Piano is revered for some of his work, but his reputation is hardly set in stone. His buildings in Europe have been called everything from "ego-maniacal architecture" to "a sobering mistake." I don't see how the little building he did for the Nasher can be considered so artistically sacred as to be untouchable.

But be that as it may. A few readers here have suggested in comments that I may lack the necessary credentials to engage in architecture criticism, and in deference to their feelings and the sensitivity of the matter I have eschewed from making what might otherwise have been my response, which is go screw yourself. See? I have not said go screw yourself, have I? You know why? Because I have too much good taste.

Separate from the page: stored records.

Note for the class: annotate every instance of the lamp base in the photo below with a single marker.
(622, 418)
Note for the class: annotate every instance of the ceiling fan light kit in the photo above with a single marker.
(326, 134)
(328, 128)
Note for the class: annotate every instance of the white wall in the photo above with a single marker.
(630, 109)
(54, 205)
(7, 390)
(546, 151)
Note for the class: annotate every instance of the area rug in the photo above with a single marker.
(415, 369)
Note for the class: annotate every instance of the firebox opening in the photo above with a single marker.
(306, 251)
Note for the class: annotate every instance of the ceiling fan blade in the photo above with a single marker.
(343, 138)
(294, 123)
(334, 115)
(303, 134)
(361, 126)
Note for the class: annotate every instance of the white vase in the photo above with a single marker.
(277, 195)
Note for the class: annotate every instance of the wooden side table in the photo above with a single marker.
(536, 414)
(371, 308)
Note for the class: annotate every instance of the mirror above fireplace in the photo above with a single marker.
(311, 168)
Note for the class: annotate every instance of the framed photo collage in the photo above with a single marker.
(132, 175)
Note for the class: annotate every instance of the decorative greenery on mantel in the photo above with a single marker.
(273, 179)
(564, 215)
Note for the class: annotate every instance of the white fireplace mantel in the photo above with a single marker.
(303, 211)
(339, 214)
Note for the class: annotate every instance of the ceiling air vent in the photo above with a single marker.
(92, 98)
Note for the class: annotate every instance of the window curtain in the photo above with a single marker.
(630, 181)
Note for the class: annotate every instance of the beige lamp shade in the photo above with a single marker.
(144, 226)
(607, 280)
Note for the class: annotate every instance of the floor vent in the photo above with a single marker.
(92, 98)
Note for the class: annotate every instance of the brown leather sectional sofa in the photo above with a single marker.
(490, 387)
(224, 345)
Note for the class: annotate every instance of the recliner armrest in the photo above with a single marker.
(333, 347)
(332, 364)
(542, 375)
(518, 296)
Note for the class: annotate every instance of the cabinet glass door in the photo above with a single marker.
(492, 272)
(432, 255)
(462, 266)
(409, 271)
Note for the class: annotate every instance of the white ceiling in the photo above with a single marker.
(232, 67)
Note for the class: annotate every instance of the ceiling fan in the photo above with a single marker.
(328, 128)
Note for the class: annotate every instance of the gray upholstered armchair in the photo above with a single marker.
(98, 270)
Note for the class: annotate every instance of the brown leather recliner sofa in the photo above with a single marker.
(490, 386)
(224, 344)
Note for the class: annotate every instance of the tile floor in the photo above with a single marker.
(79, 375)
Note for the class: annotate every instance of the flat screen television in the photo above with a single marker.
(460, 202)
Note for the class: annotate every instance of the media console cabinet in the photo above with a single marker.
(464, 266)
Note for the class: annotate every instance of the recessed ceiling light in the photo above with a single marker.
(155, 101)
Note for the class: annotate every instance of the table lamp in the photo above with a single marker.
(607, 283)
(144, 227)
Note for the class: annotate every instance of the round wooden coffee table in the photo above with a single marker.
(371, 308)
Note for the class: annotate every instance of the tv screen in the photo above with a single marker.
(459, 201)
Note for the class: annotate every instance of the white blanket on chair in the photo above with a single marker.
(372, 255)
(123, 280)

This is all I want to say. These Museum Tower people have built a 42-story building that is like a modern castle in the sky for very rich people who want to live downtown. Go look at the web page. It is fantastic.

They met all the laws and codes and requirements. They say they have gone beyond beyond. They sound urgent and sincere when they say they want to be good neighbors and resolve the thing about the Nasher.

Here's the point. Museum Tower is not going away. Gradually, very rich people from far and wide are going to come take the tour like I did, and, unlike me, some of them will put down deposits. Steve Sandborg, vice president of sales and marketing, told me he was closing on three units this week. At upwards of $4 million per unit, that's a lot of closing in one week.

The News and other champions of the Nasher have suggested repeatedly that rich people will not want to live in Museum Tower because they won't want to make the Nasher mad at them. Hey, if we were to have a Worldwide Condescending and Dismissive Olympics, I think that one would take the gold.

Are there that many really rich people out there who are afraid of sculpture museums? I suspect there are more who are not. In fact, in the multiple-house owning, globe-trotting, loosely tethered realm of people who can afford a place like Museum Tower in the first place, I suspect there are many who have never heard of this controversy and don't want to hear about it now.

The position of the Nasher remains absolutely inflexible on anything involving changes to the Nasher. Jill Magnusson, the Nasher's director of external affairs, told me: "The Nasher will not support any solution that does not address the entirety of the problem -- the impact of the glare on the Dallas Arts District as well as our indoor and outdoor galleries -- and therefore, the only solution is to fix Museum Tower."

But maybe the extreme touch-me-not posture on the part of the Nasher has a certain half-life to be kept in mind, a clock ticking. I predict in two years Museum Tower will be chock-a-block with very rich occupants who will then be its owners. So how much bleeding heart should we expect from that crowd? Oculi-shnoculi. At a point in time, all of this will be old, because all of this will be over.